Winter Spiced Millet with Cinnamon Maple Apples



Cold dark mornings call for warm comforting breakfasts with some seasonal spices thrown in for both their contribution to flavour and support to the digestive and immune systems during the winter period.

Millet is an excellent porridge. Not only is it incredibly quick to make, but is creamy, nutty and delicious.


Ingredients
(serves 2)

1 cup millet flakes
1 1/2 - 2 cups nut milk of your choice (I used cashew)
1 cup coconut water
1 tsp maca powder (optional)
1/2 tsp nutmeg
4 cloves

For the apple:
1 apple
1 tbsp coconut oil
1 tbsp maple syrup
1 tsp cinnamon

To serve:
Almond butter
Cacao nibs


Method:
- Combine the dry ingredients (millet, spices and maca) in a pan.
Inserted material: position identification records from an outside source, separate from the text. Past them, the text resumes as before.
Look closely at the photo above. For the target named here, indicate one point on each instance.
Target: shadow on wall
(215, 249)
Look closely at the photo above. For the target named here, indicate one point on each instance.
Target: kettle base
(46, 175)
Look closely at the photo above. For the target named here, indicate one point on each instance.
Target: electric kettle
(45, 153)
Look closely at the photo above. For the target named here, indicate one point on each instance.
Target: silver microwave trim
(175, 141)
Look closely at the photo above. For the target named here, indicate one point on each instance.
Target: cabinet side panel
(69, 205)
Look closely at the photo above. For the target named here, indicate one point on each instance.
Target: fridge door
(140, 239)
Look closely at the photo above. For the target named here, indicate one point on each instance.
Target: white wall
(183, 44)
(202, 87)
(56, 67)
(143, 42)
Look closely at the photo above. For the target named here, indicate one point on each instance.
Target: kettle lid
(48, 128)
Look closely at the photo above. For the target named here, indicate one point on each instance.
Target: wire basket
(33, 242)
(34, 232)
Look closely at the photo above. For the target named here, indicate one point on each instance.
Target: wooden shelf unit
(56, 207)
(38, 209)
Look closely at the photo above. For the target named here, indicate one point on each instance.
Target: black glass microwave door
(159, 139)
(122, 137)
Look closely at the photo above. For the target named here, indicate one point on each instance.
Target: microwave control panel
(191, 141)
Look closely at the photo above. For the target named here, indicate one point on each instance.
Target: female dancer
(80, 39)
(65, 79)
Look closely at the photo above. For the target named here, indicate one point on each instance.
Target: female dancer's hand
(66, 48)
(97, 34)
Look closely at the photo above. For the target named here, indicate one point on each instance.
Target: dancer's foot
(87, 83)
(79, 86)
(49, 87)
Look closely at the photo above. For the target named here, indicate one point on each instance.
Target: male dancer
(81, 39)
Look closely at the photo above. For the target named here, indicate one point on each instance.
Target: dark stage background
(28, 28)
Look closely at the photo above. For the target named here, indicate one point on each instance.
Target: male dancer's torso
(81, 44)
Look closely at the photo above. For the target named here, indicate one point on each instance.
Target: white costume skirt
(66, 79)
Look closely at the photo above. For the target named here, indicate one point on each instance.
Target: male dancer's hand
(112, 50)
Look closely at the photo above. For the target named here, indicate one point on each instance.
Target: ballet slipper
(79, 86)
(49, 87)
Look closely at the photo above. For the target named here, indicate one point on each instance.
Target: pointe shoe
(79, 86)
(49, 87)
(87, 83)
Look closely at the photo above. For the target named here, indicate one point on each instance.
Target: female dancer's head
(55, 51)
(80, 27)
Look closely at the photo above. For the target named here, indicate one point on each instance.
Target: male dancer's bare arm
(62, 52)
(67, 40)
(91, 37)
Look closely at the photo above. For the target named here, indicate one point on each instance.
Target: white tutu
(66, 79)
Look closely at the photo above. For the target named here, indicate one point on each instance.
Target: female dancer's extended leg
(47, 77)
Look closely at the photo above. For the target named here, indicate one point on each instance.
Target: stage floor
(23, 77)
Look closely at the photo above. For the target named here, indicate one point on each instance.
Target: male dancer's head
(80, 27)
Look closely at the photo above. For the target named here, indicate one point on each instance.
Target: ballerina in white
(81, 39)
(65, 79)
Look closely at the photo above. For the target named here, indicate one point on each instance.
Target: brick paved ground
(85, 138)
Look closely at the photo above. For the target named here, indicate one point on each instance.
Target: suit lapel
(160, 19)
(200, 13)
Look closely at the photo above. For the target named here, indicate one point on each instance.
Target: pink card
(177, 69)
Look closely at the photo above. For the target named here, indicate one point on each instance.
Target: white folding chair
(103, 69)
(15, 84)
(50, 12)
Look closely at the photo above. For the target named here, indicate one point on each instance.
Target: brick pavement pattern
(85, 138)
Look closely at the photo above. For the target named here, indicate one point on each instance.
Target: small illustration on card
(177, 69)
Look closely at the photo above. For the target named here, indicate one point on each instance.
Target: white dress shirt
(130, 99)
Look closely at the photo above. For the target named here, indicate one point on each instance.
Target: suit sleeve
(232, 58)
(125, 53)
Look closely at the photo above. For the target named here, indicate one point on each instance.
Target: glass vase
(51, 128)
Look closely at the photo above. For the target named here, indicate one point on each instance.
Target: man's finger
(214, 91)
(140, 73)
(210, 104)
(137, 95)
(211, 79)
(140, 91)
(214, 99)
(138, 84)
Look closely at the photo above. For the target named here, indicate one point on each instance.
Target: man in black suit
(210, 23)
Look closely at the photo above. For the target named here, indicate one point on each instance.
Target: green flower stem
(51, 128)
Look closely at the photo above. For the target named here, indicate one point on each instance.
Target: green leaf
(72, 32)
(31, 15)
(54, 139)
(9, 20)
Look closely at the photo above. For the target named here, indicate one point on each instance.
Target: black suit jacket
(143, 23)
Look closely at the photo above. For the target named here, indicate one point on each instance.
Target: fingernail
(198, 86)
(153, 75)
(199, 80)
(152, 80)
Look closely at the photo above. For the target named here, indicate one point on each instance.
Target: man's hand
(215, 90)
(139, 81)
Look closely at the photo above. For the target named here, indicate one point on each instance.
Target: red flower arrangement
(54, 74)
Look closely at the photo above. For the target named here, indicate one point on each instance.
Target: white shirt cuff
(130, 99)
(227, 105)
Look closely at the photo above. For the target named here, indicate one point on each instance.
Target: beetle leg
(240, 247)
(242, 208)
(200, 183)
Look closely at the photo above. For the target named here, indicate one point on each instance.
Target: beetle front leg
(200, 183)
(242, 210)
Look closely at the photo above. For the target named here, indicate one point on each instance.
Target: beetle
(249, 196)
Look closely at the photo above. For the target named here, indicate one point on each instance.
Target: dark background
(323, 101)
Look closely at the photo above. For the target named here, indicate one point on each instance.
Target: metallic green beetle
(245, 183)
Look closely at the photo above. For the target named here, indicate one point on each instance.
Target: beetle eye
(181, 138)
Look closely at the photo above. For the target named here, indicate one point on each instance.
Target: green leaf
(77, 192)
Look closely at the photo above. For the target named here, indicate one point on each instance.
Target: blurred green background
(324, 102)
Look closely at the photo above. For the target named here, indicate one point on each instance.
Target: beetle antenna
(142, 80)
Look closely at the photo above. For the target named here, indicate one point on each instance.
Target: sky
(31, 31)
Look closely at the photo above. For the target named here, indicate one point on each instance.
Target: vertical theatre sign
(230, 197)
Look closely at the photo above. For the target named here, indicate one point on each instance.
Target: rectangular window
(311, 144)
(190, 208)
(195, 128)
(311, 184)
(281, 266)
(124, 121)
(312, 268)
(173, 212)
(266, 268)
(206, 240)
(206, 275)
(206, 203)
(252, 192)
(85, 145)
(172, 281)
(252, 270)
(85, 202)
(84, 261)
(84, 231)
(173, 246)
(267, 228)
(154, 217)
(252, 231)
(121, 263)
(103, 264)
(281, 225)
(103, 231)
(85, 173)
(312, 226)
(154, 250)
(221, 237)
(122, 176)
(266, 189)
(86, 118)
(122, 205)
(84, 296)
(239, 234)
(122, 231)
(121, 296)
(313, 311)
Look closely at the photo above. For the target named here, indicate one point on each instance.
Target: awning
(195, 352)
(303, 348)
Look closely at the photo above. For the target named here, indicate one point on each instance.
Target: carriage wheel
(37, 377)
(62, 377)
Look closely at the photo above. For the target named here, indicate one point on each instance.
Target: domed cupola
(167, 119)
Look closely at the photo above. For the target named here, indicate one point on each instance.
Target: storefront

Add the coconut water and nut milk and place over a medium heat until the mixture comes to a simmer.
- Lower the heat and allow the millet to gently simmer for 4-5 minutes, stirring regularly, then remove from the heat. You can add more milk to reach your desired consistancy.
- Core and thinly slice the apple. In a frying pan, melt the coconut oil over a medium heat. Add the apple slices, maple syrup and cinnamon. Stir thoroughly over the heat for 2 minutes and then set aside.
- Serve up hot with almond butter and cacao nibs.


Health Benefits... 

- Millet is much easier to digest than many other grains. It is also a gluten free option. Millet is rich in amino acids and is a great source of protein, fibre and manganese (a mineral that helps improve bone and nerve health). This grain contains magnesium, which helps to reduce cholesterol, and phosphorus, which helps the body to process carbohydrates.